Kathy is 57 years old and has an active job in a long-term care centre. In 2019, she began to experience knee and hip pain, and over time, it grew worse. In April 2020, Kathy was in so much pain that she went to the emergency department at her local hospital. Physicians admitted Kathy to hospital, with a diagnosis of osteoarthritis (OA) of the hip and unstable type 2 diabetes mellitus.
After Kathy was discharged from the hospital, she was able to control her diabetes. But her right hip and knee remained so sore that she used a cane to walk. At night, Kathy dreaded the trip up the stairs to bed so much that she often slept on the couch. Kathy’s pain also affected her work and she struggled to do her job. Many of Kathy’s workplace duties required her to walk while carrying objects, which she found difficult to do while using a cane.
In December 2020, Kathy started physiotherapy sessions at LiquidGym. During the initial assessment, the physiotherapist determined that Kathy’s hip OA had flared up. As a result, Kathy developed poor movement patterns, which caused her knee pain to worsen.
Most activities on land caused Kathy pain, so her physiotherapist started with weekly sessions in the water. Together, they worked on strengthening Kathy’s legs and core, using the therapeutic properties of water to reduce the chance of pain. The physiotherapist also assigned Kathy a home exercise program, aimed at pain-free strengthening and stretching on land.

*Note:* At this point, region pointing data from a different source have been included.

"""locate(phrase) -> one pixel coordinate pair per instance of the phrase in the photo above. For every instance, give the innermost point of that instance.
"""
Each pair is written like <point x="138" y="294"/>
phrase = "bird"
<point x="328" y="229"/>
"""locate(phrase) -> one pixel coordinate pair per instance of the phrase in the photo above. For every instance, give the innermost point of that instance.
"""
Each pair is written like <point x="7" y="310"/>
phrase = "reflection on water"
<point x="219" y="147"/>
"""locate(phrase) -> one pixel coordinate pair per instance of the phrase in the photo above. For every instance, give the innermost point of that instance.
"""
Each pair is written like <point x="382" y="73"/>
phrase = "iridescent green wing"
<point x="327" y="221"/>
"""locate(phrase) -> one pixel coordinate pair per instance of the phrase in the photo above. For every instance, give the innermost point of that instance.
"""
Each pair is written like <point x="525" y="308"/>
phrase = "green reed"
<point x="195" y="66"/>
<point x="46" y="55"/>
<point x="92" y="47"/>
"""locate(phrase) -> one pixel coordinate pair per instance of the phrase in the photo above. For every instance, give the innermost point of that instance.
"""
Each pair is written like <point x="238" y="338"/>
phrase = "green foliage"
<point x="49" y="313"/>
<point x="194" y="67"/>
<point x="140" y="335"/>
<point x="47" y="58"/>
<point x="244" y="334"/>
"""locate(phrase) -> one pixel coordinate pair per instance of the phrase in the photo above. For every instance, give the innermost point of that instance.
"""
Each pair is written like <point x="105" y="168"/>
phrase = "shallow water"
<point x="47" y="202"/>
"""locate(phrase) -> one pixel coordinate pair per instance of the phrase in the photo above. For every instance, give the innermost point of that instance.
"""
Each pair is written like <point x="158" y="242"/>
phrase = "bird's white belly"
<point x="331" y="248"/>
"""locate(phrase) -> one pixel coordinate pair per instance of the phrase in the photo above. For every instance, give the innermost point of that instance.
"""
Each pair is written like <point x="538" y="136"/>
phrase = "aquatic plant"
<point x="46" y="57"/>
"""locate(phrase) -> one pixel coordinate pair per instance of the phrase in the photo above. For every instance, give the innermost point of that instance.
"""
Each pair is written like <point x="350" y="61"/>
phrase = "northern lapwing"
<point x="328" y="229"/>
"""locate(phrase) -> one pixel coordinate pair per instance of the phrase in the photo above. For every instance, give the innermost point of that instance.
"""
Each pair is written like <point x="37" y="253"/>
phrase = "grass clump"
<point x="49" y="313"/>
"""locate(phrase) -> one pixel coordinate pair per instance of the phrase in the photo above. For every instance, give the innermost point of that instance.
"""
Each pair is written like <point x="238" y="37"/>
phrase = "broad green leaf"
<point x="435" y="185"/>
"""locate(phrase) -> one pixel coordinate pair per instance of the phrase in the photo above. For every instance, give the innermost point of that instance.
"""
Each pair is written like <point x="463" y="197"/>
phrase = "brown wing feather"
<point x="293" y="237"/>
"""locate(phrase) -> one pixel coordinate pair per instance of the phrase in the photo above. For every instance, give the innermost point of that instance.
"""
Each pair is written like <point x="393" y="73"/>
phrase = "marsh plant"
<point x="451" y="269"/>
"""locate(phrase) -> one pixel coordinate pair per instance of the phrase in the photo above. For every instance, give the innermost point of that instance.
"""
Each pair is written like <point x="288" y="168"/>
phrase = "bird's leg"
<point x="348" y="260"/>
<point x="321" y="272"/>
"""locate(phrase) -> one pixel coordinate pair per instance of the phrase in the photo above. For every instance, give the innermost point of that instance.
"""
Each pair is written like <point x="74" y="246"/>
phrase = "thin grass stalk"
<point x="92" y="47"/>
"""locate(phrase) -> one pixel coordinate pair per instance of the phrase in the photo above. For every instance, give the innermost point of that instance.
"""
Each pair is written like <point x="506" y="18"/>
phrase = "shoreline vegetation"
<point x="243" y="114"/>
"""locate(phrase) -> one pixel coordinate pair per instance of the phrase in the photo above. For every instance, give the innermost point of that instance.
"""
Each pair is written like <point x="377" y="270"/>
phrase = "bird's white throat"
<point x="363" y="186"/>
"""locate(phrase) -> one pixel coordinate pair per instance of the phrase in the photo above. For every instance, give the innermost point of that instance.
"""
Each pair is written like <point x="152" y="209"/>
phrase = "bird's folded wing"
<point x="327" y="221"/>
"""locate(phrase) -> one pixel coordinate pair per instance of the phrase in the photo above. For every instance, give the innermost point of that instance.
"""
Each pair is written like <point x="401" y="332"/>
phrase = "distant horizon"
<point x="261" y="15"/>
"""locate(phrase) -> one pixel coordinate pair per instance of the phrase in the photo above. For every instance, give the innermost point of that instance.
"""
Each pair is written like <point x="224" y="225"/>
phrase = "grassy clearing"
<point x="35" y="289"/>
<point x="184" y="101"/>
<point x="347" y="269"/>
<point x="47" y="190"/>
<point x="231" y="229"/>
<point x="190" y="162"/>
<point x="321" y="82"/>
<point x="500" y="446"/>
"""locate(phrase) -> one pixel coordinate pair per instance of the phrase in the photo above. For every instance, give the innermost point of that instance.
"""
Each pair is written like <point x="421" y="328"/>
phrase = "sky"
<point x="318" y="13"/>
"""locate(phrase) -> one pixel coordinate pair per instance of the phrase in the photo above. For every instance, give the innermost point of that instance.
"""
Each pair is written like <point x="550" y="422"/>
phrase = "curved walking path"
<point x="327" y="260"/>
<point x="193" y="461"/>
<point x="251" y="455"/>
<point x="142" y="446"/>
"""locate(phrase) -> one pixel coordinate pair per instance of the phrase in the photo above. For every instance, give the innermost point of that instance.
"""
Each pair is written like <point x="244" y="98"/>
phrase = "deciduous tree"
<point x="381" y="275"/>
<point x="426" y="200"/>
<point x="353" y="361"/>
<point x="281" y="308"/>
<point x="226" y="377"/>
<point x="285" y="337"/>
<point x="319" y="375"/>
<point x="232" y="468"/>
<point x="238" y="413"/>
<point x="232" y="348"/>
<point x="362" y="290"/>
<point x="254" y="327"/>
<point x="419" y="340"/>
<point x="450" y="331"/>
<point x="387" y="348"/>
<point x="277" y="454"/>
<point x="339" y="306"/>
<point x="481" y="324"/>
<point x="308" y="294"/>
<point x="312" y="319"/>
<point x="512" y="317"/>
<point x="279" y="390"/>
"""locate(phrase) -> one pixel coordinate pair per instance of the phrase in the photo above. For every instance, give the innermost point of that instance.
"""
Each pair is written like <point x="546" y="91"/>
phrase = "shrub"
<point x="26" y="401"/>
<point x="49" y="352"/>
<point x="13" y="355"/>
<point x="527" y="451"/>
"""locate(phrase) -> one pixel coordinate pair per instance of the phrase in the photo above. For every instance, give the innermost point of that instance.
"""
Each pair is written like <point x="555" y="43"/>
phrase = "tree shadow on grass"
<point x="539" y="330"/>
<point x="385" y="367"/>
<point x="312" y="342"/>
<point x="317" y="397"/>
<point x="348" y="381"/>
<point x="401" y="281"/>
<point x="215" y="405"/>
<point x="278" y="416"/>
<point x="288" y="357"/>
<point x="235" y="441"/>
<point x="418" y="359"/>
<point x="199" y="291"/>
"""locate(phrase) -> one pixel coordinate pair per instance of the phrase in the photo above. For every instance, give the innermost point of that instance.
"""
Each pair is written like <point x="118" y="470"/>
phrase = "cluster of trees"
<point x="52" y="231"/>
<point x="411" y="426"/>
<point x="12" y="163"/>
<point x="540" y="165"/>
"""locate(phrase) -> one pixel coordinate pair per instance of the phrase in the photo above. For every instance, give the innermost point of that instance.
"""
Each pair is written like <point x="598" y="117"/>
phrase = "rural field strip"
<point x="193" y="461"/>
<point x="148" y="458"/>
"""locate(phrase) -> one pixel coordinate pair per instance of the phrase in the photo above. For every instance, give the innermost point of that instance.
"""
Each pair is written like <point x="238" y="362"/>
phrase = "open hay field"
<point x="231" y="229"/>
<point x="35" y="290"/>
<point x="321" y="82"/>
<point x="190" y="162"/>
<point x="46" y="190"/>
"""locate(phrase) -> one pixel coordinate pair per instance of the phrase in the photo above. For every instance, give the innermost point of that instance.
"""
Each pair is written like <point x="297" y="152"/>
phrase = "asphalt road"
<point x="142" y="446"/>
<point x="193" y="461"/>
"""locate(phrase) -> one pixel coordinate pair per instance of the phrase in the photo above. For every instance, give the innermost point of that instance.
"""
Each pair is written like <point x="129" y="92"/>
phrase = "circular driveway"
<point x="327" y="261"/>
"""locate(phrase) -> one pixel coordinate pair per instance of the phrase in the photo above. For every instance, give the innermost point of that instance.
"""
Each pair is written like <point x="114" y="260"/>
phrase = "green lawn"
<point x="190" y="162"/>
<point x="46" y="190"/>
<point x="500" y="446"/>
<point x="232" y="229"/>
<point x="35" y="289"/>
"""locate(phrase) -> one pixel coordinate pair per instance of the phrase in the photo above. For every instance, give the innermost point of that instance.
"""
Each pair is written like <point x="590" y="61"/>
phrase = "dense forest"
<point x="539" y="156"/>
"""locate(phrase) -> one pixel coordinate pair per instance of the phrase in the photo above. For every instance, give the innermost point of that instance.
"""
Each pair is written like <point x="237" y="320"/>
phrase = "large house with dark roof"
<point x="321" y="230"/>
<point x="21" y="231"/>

Kathy started improving quickly. Soon, she could comfortably use the treadmill and exercise bike in the pool. Within three weeks of physiotherapy, Kathy no longer required a cane to walk. By the sixth week, she was able to go on regular walks with her family. After eight weeks, Kathy was pain-free during her walks, at work, and while going up and down stairs (which she has mastered). As of early 2021, Kathy is strong enough to consider participating in a “tough girl” five-kilometre, obstacle-course competition in the summer (depending on pandemic restrictions).
At the time of this writing, Kathy is attending physiotherapy every two weeks. The goal is to help her remain pain free while she gradually pushes her activity level on her own. She reports that she has not “…felt this amazing in the last seven years!”
Kathy will soon be strong enough to be safely discharged from physiotherapy treatment so she can continue training independently or with a personal trainer.